Wer keine Antwort bekommt oder eine ausweichende Antwort, hat ein Problem — und sollte das ernst nehmen.

Was du jetzt tun sollst

Drei konkrete Schritte für die nächsten Wochen:

  1. KI-Inventur machen. Liste alle KI-Tools auf, die du aktuell nutzt. Nicht nur die offensichtlichen. Auch HR-Software mit Scoring-Funktionen, Kreditprüfungsmodule, automatisierte Kommunikationsfilter.

  2. Hochrisiko-Check durchführen. Gleiche deine Liste mit Anhang III des EU AI Acts ab. Das dauert — wenn du es zum ersten Mal machst — vielleicht zwei Stunden. Kein Jurist notwendig für den ersten Durchgang.

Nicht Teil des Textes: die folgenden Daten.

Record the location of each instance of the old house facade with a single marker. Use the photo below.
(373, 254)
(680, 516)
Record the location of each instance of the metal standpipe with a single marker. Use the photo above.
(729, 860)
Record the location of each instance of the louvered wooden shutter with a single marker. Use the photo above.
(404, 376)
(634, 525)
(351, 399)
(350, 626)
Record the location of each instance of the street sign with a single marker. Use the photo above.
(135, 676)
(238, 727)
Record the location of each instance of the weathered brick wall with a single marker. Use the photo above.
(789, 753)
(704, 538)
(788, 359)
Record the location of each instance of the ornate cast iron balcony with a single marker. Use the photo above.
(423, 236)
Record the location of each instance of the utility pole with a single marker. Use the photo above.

  3. Anbieter anschreiben. Für alle Tools, die in Frage kommen: schriftliche Anfrage an den Anbieter. Dokumentiere die Antwort. Das ist kein Nice-to-have, das ist Teil deiner Sorgfaltspflicht.

Was noch bis August passiert

Die EU-Kommission veröffentlicht derzeit noch Leitlinien und delegierte Rechtsakte, die einzelne Pflichten konkretisieren. Einiges davon ist noch nicht final. Das bedeutet aber nicht, dass du warten sollst. Die Grundpflichten — Dokumentation, menschliche Aufsicht, Transparenz — sind klar.

Wer im August überrascht wird, hat im April geschlafen.

Der vollständige Gesetzestext ist frei zugänglich bei EUR-Lex. Ich empfehle, zumindest Artikel 6, 9, 13 und Anhang III selbst zu lesen — nicht um Jurist zu werden, sondern um zu verstehen, worüber wir reden.